Jalanan di Ibu Kota terlihat senggang di jam kerja seperti ini, Ed mengemudikan mobil Mansory Vivere Bugatti Veyron miliknya dengan sangat santai.

Mereka berhenti di sebuah restoran cepat saji yang tidak jauh dari apartemen Ed.

"Kamu mau pesan apa ?" tanya Ed dan Arinda hanya menunjuk es krim.

"Kamu hanya mau ini ?"

"Iya bos !"

Ed akhirnya memesankan apa yang Arinda inginkan. Sementara dia sendiri memesan wafel, selesai urusan sarapan Ed membawa Arinda ke sebuah mall yang sepertinya baru saja buka karena ini masih jam sembilan pagi.

Arinda mengambil troli sementara Ed hanya sibuk menatap ponselnya. "Mau belanja apa nih abang bos ?" tanya Arinda membuat Ed menatapnya sambil tersenyum.

"Ambil saja apa yang mau kamu masak untuk satu minggu ini. Karena minggu depan saya akan ke Santorini," ujar Ed lalu dia melangkahkan kakinya dengan santai.

Kemeja hitam yang dua kancing atas-nya terbuka dipadukan celana berwarna coklat susu membuat penampilan Ed sangat santai dan tampan tentu saja. Banyak karyawati yang menatapnya dengan memuja.

"Abang bos."

"Ya."

"Kalau Abang bos pergi ke luar negri berarti saya kan libur, itu gaji saya di potong ya ?"

"Tidak gaji kamu tidak di potong."

"Alhamdulillah."

"Iya karena kamu juga akan ikut bersama saya."

"Ha !" ujar Arinda terkejut "Tapi saya ngapain disana bos ? Saya juga gak punya paspor."

"Kamu ikut saja, dari pada gaji kamu di potong. Masalah paspor akan di urus oleh Ali, besok kamu akan ikut dia untuk mengurusnya." Arinda masih terkejut dia menghembuskan napas mencoba untuk kembali fokus untuk berbelanja.

Oke dia mulai menentukan untuk memasak apa selama satu minggu ini, jadi dia akan ambil apa saja yang dia inginkan.
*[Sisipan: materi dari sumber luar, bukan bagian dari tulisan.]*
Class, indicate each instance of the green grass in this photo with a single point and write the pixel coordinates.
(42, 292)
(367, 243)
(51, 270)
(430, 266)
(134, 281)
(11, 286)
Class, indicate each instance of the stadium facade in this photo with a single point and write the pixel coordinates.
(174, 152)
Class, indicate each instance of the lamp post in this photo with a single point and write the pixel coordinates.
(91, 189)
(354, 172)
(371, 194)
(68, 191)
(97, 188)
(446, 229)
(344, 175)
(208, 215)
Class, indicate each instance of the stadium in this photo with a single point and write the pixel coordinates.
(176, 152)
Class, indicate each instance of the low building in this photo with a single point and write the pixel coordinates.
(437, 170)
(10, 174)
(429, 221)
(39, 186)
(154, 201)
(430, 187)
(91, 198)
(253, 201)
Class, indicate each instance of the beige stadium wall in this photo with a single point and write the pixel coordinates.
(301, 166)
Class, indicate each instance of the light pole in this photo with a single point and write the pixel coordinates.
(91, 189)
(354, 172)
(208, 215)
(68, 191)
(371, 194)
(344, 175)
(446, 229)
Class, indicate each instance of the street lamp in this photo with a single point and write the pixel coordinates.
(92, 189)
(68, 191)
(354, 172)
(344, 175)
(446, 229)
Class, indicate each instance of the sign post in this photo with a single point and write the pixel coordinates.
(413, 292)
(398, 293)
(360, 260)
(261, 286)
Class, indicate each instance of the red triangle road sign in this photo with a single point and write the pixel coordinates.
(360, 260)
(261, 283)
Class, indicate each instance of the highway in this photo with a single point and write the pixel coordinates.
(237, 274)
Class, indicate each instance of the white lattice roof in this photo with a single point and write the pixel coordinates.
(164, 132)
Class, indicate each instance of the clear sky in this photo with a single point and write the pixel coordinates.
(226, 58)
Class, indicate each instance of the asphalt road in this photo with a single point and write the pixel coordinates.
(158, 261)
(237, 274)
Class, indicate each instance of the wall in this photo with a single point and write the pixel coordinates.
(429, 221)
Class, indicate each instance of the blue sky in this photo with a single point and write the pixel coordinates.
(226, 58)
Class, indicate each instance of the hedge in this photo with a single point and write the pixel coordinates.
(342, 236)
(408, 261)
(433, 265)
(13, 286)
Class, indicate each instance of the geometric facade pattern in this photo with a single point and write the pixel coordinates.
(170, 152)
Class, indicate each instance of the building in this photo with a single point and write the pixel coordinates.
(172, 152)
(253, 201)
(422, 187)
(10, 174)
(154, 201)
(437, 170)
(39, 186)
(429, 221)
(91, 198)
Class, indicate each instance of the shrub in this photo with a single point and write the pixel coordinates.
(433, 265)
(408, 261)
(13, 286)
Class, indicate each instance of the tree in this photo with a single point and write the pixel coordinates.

Hitung-hitung menuruti keinginan terpendamnya selama ini. Arinda mulai memasukkan apa saja yang sekiranya dia butuhkan untuk memasak.

Daging sapi, daging ayam, salmon, udang, sayur, buah, bumbu masak, kentang dan banyak lainnya yang Arinda masukkan ke dalam troli.

Ed melihat sebuah apron yang lucu dan dia mengambilnya langsung diberikan kepada Arinda. "Ini apron buat kamu." Arinda melihatnya dan bergumam.

"Oh...celemek."

Ed tertawa lalu mengacak rambut Arinda. Ada seorang wanita yang melihat Ed ada disana dia langsung saja menghampiri Ed membuat terkejut dengan suara wanita itu.

"Ah.....Eadric aunty tadi sempat gak yakin kami yang aunty lihat. Tapi ternyata benar ini kamu." Ed menggelengkan kepala melihat kelakuan aunty-nya itu.

"Kamu beneran belanja, sama siapa itu Ed ? Sudah aunty bilang kalau kamu gak mau jalani hubungan serius sama wanita jangan mempermainkan wanita Ed. Eh tunggu, aunty pernah lihat wajah wanita ini."

Arinda membungkuk memberikan salam. "Saya Arinda bu, saya tukang masaknya Bos Ed."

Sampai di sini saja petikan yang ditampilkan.